Chief Association Officer
American College of Forensic Examiners Institute
Radley Balko replies: I'm not the first to report on ACFEI's dubious reputation among respected forensic experts. The Wall Street Journal and the American Bar Association Journal have both described the group's lax credentialing standards, with quotes from experts describing the group as a "certification mill" and an issuer of "worthless pieces of paper." When ACFEI attempted to affiliate with a state university in Missouri, that state's education officials were flooded with objections from forensic experts all over the country.
ACFEI may have defenders in some areas of forensics. But in the field of forensic pathology, I couldn't find any at all. While researching my article, I asked four renowned, well-published medical examiners their opinions of ACFEI. All were dismissive of ACFEI's credibility.
It's odd that Nesbitt only now reveals that Hayne is a member of his organization. While reporting my story about Hayne, I called ACFEI twice to inquire about Hayne's certification. Both times I was told that ACFEI doesn't reveal information about its members to the press. I've spoken with lawyers who got the same response when they've called to inquire about Hayne. I know of no other professional credentialing organization that keeps its membership secret.

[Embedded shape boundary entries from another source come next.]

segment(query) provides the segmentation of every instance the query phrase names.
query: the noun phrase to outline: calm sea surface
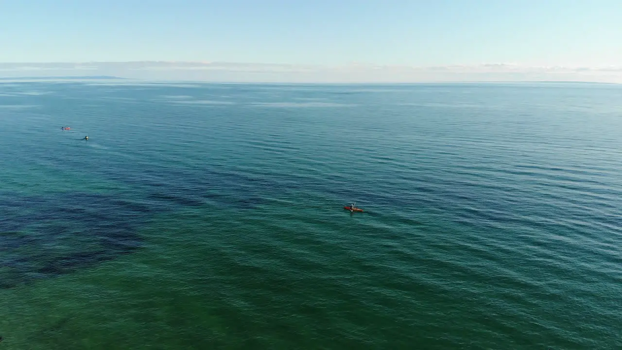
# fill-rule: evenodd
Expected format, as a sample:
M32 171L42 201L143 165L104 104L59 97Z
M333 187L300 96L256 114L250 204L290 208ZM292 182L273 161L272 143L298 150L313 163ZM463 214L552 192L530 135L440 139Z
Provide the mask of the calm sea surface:
M0 83L0 349L622 349L622 86L128 82Z

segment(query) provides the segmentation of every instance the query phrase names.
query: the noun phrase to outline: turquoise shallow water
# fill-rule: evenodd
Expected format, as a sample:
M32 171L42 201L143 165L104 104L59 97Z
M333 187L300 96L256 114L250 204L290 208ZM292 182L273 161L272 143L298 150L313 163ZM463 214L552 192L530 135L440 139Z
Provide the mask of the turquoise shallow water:
M0 349L622 348L621 131L617 85L0 84Z

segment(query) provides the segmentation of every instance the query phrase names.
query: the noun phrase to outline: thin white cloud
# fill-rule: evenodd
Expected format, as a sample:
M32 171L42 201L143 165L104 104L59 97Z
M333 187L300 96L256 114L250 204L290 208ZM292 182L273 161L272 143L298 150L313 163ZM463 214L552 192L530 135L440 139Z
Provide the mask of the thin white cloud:
M113 76L221 82L417 82L580 80L622 83L622 66L479 65L414 67L353 62L339 66L218 62L0 63L0 77ZM126 85L128 82L115 83ZM100 83L111 84L111 82ZM134 85L141 83L132 83ZM142 85L146 85L142 83ZM152 84L149 86L164 86Z

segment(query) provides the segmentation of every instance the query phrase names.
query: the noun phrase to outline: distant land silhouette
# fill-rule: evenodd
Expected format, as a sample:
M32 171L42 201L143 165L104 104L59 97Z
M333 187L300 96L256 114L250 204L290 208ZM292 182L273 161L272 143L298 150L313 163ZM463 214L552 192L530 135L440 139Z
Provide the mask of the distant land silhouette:
M0 77L2 80L49 80L49 79L128 79L128 78L121 78L120 77L112 77L108 75L93 75L76 77L70 75L67 77Z

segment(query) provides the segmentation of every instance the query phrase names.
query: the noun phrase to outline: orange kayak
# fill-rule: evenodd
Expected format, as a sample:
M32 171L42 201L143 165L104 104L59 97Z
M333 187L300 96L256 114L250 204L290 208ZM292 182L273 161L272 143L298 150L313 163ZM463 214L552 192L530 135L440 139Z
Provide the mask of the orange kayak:
M362 212L363 211L363 209L361 209L361 208L357 208L356 207L355 207L353 209L352 208L350 207L343 207L343 209L345 209L345 210L350 210L350 211L352 211L352 212Z

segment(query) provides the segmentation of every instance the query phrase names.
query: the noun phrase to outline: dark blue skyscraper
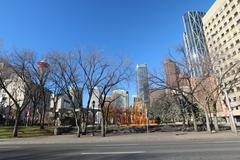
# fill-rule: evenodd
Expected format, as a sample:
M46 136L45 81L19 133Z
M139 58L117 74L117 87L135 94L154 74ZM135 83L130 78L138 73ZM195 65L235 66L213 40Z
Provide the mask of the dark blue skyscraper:
M202 23L204 15L204 12L189 11L183 16L185 56L193 77L203 75L208 60L208 49Z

The American Board of Medical Specialties is the only accepted certifying organization for medical specialties. The problem is that Hayne took the American Board examination in forensic pathology in the 1980s and failed it. Yet he still routinely testifies in court that he is "board certified" in forensic pathology, relying on his ACFEI certification (as well as credentials from other, even less reputable organizations) for cover. Hayne has testified that his ACFEI certification required only a C.V. and a list of accomplishments, saying he was "grandfathered" into certification. Thus, ACFEI's certification has enabled Hayne to testify in thousands of cases during the last 20 years, despite the fact that his methods and practices have been widely criticized by his peers and colleagues.
Even after all that has come out about Hayne over the last several months, including his role in two wrongful convictions in Mississippi, ACFEI has yet to revoke his certification. That alone speaks volumes about the high standards that Nesbitt says underlie ACFEI's certification.